Getting "high" Wellbutrin & Seroquel 06/04/2009 California Prisoners Using These Drugs to Get High: Officials At Jail No Longer Give Them
Summary:
Paragraph five reads: "Corrections officials throughout the country have long suspected that some inmates were either using the pills to get loaded, or "cheeking" them in order to later sell them to other prisoners to chop up and snort. Seroquel is an anti-psychotic that produces a hypnotic effect, and Wellbutrin is an antidepressant some liken to speed."
http://www.mercurynews.com/breakingnews/ci_12079107
Santa Clara County jails cut off prescription-drug pipeline
By Tracey Kaplan
Mercury News
Posted: 04/06/2009 12:01:00 AM PDT
Inmates desperate to get high still rely on an old standard pruno a potent prison wine concocted from hoarded fruit and ketchup using the water in cell toilet bowls. Street drugs also regularly get smuggled past guards by wily visitors.
But the latest way to get stoned behind bars has been Seroquel and Wellbutrin, expensive psychotropic drugs that inmates obtain by pretending to be schizophrenic or depressed. Santa Clara County's tab last year for the two drugs: $614,000 at a time when the county is facing a $220 million deficit.
Now, Santa Clara County and scattered jails around the nation are battling what they say is rampant abuse of the two powerful drugs by refusing to prescribe them except in what they deem as "special cases."
"There are other drugs that are just as good and can save us money," said Joy Alexiou, spokeswoman for the Santa Clara Valley Health and Hospital System.
Corrections officials throughout the country have long suspected that some inmates were either using the pills to get loaded, or "cheeking" them in order to later sell them to other prisoners to chop up and snort. Seroquel is an anti-psychotic that produces a hypnotic effect, and Wellbutrin is an antidepressant some liken to speed.
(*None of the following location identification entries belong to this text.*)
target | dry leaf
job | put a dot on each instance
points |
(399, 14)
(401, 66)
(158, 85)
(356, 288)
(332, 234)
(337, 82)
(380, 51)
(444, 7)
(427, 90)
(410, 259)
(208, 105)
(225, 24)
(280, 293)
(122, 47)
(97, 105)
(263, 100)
Even as the cost of the two drugs mounted, corrections officials hesitated to stem their use, fearing inmates might sue on the grounds they were being denied necessary prescription medication.
But as the legal fallout remained negligible, larger jail systems began limiting the drugs. By August, for instance, the California state prison system had largely ceased their distribution.
Attorneys with The Public Interest Law Firm, a San Jose nonprofit that often represents inmates in class-action suits, said the group has no immediate objection to Santa Clara County's new policy, as long as the decision to withhold the drugs is made on a case-by-case basis.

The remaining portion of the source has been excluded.